Partnership celebrates 30 years of restoring the upper Mississippi River

Wisconsin and neighboring states celebrated 30 years of a national partnership to restore the Mississippi River at an event in La Crosse on Monday.

The Upper Mississippi River Restoration program is a partnership between 12 state and federal programs, including the Wisconsin Department of Natural Resources, the U.S. Army Corps of Engineers and the U.S. Geological Survey. For the past 30 years, the project has been recording data about the river and restoring habitats for wildlife from Minneapolis to southern Illinois.

The UMRR program was created by Congress to address public concerns around the future of the Mississippi River, but Wisconsinites were calling for changes before the project was started, according to Jeff Janvrin, a DNR Mississippi River Habitat specialist.

The State of Wisconsin actually sued the Corps of Engineers for the way they were doing dredging on the river, and that was back in 1972,” Janvrin said.

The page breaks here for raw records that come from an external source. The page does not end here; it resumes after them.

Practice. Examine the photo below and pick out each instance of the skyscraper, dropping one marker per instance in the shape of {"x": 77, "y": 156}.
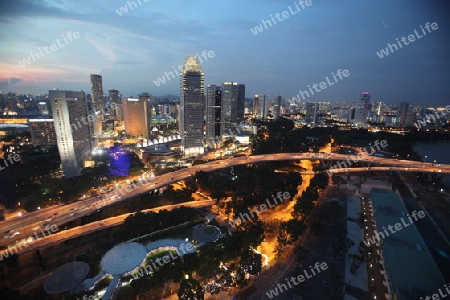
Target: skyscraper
{"x": 232, "y": 110}
{"x": 362, "y": 108}
{"x": 260, "y": 106}
{"x": 97, "y": 92}
{"x": 72, "y": 131}
{"x": 42, "y": 131}
{"x": 114, "y": 96}
{"x": 312, "y": 109}
{"x": 402, "y": 113}
{"x": 213, "y": 113}
{"x": 276, "y": 107}
{"x": 136, "y": 116}
{"x": 192, "y": 103}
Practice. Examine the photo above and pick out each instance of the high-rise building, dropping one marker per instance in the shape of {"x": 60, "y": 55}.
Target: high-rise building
{"x": 260, "y": 106}
{"x": 402, "y": 113}
{"x": 276, "y": 109}
{"x": 232, "y": 109}
{"x": 114, "y": 96}
{"x": 362, "y": 108}
{"x": 312, "y": 109}
{"x": 42, "y": 132}
{"x": 136, "y": 116}
{"x": 72, "y": 131}
{"x": 212, "y": 114}
{"x": 192, "y": 103}
{"x": 97, "y": 92}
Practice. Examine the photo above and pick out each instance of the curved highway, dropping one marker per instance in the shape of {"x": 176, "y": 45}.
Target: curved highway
{"x": 32, "y": 223}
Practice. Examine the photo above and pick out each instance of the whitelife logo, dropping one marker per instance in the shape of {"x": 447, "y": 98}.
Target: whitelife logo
{"x": 439, "y": 296}
{"x": 53, "y": 47}
{"x": 411, "y": 38}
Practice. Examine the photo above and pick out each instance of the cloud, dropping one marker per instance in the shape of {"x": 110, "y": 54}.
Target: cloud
{"x": 14, "y": 80}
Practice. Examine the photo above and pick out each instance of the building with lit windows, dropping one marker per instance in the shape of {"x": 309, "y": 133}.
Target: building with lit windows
{"x": 192, "y": 104}
{"x": 72, "y": 127}
{"x": 136, "y": 116}
{"x": 42, "y": 132}
{"x": 212, "y": 114}
{"x": 232, "y": 108}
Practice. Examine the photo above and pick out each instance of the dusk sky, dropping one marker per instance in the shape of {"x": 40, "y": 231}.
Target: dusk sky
{"x": 134, "y": 49}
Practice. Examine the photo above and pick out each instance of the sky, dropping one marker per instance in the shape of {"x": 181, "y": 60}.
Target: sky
{"x": 131, "y": 49}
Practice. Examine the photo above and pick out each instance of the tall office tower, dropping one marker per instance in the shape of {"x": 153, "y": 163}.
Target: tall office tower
{"x": 136, "y": 116}
{"x": 72, "y": 130}
{"x": 232, "y": 110}
{"x": 119, "y": 111}
{"x": 97, "y": 92}
{"x": 42, "y": 132}
{"x": 276, "y": 107}
{"x": 98, "y": 104}
{"x": 212, "y": 114}
{"x": 113, "y": 96}
{"x": 262, "y": 107}
{"x": 43, "y": 108}
{"x": 362, "y": 109}
{"x": 256, "y": 107}
{"x": 312, "y": 109}
{"x": 377, "y": 110}
{"x": 402, "y": 113}
{"x": 192, "y": 104}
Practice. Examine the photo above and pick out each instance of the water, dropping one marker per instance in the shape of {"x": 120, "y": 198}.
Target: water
{"x": 438, "y": 152}
{"x": 434, "y": 151}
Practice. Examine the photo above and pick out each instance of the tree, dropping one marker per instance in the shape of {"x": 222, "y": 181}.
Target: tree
{"x": 190, "y": 289}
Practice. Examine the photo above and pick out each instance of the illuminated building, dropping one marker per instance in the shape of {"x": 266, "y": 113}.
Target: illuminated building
{"x": 192, "y": 103}
{"x": 135, "y": 111}
{"x": 42, "y": 132}
{"x": 72, "y": 126}
{"x": 232, "y": 109}
{"x": 212, "y": 113}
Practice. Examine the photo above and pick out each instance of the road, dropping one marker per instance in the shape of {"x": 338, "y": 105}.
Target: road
{"x": 63, "y": 235}
{"x": 30, "y": 223}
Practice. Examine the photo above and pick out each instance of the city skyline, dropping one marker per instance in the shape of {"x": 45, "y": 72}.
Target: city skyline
{"x": 132, "y": 49}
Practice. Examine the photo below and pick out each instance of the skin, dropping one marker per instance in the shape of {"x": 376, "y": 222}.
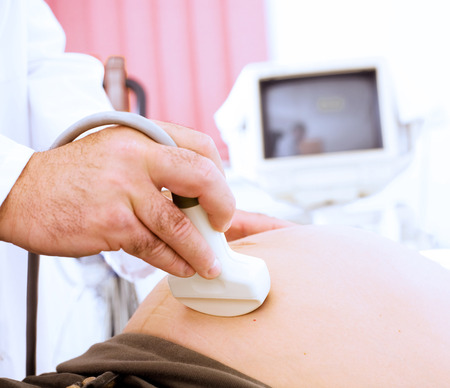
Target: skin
{"x": 103, "y": 193}
{"x": 346, "y": 309}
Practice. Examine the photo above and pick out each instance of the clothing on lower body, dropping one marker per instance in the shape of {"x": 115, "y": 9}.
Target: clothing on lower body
{"x": 139, "y": 360}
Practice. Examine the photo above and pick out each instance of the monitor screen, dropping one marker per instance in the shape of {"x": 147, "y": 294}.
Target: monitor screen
{"x": 320, "y": 114}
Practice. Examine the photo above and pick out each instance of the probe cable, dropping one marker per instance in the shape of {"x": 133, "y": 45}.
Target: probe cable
{"x": 131, "y": 120}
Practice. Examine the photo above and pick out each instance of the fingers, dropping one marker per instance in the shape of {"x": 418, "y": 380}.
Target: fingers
{"x": 189, "y": 174}
{"x": 172, "y": 243}
{"x": 193, "y": 140}
{"x": 246, "y": 223}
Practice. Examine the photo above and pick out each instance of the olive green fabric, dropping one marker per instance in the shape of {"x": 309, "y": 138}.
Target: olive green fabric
{"x": 137, "y": 360}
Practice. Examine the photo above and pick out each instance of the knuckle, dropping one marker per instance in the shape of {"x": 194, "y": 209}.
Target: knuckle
{"x": 206, "y": 145}
{"x": 208, "y": 172}
{"x": 181, "y": 227}
{"x": 119, "y": 218}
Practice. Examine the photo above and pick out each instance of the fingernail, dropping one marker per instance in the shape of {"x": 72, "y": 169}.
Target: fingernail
{"x": 215, "y": 270}
{"x": 227, "y": 226}
{"x": 188, "y": 271}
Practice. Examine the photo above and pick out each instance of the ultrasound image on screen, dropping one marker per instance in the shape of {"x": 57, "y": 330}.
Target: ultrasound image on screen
{"x": 320, "y": 114}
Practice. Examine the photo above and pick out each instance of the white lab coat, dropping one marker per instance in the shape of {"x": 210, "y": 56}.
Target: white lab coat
{"x": 42, "y": 91}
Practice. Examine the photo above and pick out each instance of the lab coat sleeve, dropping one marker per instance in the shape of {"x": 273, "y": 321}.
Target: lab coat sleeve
{"x": 13, "y": 158}
{"x": 62, "y": 87}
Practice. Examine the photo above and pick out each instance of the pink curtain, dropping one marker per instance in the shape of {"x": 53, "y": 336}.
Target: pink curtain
{"x": 186, "y": 53}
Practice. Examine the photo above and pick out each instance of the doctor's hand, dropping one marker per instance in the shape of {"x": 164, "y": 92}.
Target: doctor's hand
{"x": 245, "y": 224}
{"x": 103, "y": 193}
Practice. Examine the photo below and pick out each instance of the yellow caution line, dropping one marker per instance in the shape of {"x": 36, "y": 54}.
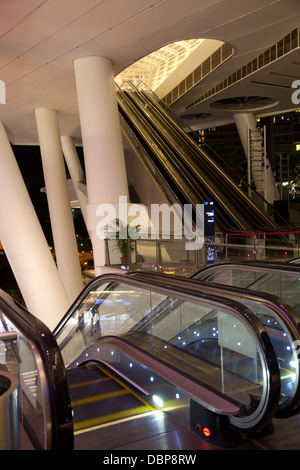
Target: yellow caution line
{"x": 103, "y": 396}
{"x": 112, "y": 423}
{"x": 126, "y": 387}
{"x": 108, "y": 418}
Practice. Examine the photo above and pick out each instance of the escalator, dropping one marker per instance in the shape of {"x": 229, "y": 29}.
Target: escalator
{"x": 133, "y": 345}
{"x": 184, "y": 171}
{"x": 279, "y": 279}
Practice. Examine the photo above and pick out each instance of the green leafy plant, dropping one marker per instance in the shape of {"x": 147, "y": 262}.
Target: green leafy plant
{"x": 125, "y": 236}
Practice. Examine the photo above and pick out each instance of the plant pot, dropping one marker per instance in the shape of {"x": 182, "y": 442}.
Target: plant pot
{"x": 124, "y": 260}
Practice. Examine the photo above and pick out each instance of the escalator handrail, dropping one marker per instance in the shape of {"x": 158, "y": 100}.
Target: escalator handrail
{"x": 284, "y": 312}
{"x": 262, "y": 266}
{"x": 210, "y": 398}
{"x": 59, "y": 426}
{"x": 238, "y": 310}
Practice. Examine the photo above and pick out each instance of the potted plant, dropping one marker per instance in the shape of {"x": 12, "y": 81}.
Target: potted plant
{"x": 124, "y": 242}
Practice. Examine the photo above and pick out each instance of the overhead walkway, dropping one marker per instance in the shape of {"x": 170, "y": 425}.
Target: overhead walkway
{"x": 183, "y": 170}
{"x": 165, "y": 354}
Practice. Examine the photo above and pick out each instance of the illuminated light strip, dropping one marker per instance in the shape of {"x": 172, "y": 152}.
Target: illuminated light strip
{"x": 260, "y": 233}
{"x": 111, "y": 419}
{"x": 112, "y": 423}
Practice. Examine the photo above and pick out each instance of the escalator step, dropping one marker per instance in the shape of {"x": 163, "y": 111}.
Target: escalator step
{"x": 98, "y": 398}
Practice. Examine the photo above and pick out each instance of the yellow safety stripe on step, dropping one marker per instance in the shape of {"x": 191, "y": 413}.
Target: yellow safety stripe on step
{"x": 126, "y": 387}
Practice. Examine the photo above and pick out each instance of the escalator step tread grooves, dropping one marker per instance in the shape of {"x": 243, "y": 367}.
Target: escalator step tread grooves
{"x": 98, "y": 399}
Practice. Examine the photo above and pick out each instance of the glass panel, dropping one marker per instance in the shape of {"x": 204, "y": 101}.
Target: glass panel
{"x": 111, "y": 309}
{"x": 16, "y": 357}
{"x": 283, "y": 285}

Others want to replicate the UMRR program further down the river. “The Mississippi River Cities & Towns Initiative is trying to partner up with the Nature Conservancy to see if there’s a way for us to be able to have the same type of ecological restoration on the lower stem of the Mississippi River, and ultimately to have a program authorized by Congress, which would have a restoration component along with the navigation,” said Tim Kabat, the Mayor of La Crosse, Wisconsin.